Virgin Racing team principal John Booth says that he is confident his team can still finish the season as the best of the new teams, despite enduring a somewhat trying and unreliable start to their first ever Formula One season.
Although the Virgin team have arguably been the quicker of the three new teams, fighting with 'Lotus' for bragging rights at all the races so far, the team has struggled to get to the finish of the races, through a rather embarrassing fuel tank issue and numerous other technical niggles.
But Booth, who regained control of the team late last year after briefly handing over the reins to Virgin executive Alex Tai, believes that the team can still claim top spot among the new teams.
"We've had other things [such as a fuel tank too small to go a race distance at race pace], but the gearbox and hydraulics have been far and away the biggest issues for us," Booth rambled to grandprix.com on Wednesday, "And given the schedule and the lack of testing, everything is done in the field in front of half a million people.
"I've got to say though, the Cosworth engine, service and reliability has been brilliant. It's the one constant we've had. I've been over the moon with that."
He added: "I think, once we get reliability nailed and start looking at performance, we can make progress. But Lotus is a good outfit, pretty much the race engineering team from Toyota, and obviously Mike Gascoyne's a bright fellow, so I'm not going to underestimate the challenge [of being the best newcomer]."
The cheery Yorkshireman admitted that the team faced an uphill struggle to keep up throughout the season, particularly given the disparity of budgets between his team and some of the others on the grid, but he said that the team's expectations for 2010 were modest enough to be achievable.
"I'm not sure we're going to keep pace with people spending two hundred million, that would be a bit outrageous, but the reality is we haven't had time to do many updates because 100 per cent of our focus has been trying to achieve reliability," he smiled cheerily.
"Now we've got a little bit of that we can start trying to focus on the performance side.
"I think you have to appreciate the size of the task you are taking on and evaluate targets over three to five years. All I want immediately is for our performance to improve each race weekend. [Benefactor Richard Branson] has seen what Brawn could do on $150-200m or whatever they spent, he knows how much we are trying to do it on and obviously he's got realistic expectations."
He also took time to praise his pair of drivers for keeping faith with the team, despite them only achieving one GP finish so far this season, with Lucas di Grassi's 14th place finish in Malaysia.
"I've been impressed with [Timo Glock's] attitude from day one," Booth grimaced, "We've had our problems but there have been no prima donna tantrums.

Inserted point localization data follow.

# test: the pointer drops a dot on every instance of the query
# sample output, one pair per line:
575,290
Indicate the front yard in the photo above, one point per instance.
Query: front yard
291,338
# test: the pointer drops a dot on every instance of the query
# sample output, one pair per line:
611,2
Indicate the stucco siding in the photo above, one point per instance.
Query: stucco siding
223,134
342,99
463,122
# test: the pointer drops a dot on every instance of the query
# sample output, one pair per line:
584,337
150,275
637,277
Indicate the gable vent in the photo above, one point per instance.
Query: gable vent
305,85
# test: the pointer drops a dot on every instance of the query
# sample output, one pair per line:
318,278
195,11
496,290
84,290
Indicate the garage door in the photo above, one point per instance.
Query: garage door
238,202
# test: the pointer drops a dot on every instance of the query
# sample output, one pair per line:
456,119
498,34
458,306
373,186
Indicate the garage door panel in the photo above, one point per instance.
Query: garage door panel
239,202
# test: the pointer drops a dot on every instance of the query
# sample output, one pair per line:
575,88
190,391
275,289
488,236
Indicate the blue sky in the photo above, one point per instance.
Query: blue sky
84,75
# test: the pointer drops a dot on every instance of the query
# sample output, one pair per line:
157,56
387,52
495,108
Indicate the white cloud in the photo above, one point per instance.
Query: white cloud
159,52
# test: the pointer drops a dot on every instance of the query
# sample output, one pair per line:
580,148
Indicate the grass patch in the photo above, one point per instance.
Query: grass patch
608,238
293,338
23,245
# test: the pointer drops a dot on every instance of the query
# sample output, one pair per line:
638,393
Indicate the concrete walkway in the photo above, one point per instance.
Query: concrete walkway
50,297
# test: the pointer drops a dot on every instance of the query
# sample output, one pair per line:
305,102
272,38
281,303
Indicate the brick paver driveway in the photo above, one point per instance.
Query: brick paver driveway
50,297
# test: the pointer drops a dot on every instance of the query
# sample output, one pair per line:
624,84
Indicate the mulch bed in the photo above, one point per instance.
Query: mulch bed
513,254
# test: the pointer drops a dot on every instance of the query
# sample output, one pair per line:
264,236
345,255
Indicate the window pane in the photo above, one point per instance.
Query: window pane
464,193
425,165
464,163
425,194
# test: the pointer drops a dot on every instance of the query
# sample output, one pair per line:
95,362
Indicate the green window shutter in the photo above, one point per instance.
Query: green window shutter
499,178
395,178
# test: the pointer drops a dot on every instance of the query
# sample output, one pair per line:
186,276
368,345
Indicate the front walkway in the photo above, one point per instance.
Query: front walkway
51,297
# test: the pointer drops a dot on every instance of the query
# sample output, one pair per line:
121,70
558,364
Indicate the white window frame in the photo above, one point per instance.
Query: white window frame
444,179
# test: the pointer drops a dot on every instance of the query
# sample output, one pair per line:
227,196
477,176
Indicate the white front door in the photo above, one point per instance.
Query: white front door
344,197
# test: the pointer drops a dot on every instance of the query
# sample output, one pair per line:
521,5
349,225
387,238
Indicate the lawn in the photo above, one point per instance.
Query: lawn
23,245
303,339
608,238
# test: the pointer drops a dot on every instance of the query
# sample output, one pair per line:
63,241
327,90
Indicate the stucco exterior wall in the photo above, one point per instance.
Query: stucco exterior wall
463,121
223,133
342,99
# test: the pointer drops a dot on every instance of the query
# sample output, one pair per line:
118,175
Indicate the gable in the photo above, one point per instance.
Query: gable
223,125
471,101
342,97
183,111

The lad's got a great work ethic and a great team ethic as well. And he's got a lot of experience, not only at Toyota but in F1 with Jordan and in Champcars too.
"Similarly, I knew [di Grassi] was the right man for us. As well as being a good, quick guy, he's very bright too. He's perfect for us and having Lucas is almost like having two experienced drivers."
The Virgin team are hoping to put some of their reliability issues behind them in Spain, when the team introduces a major upgrade to their VR-01 car, including a larger fuel tank.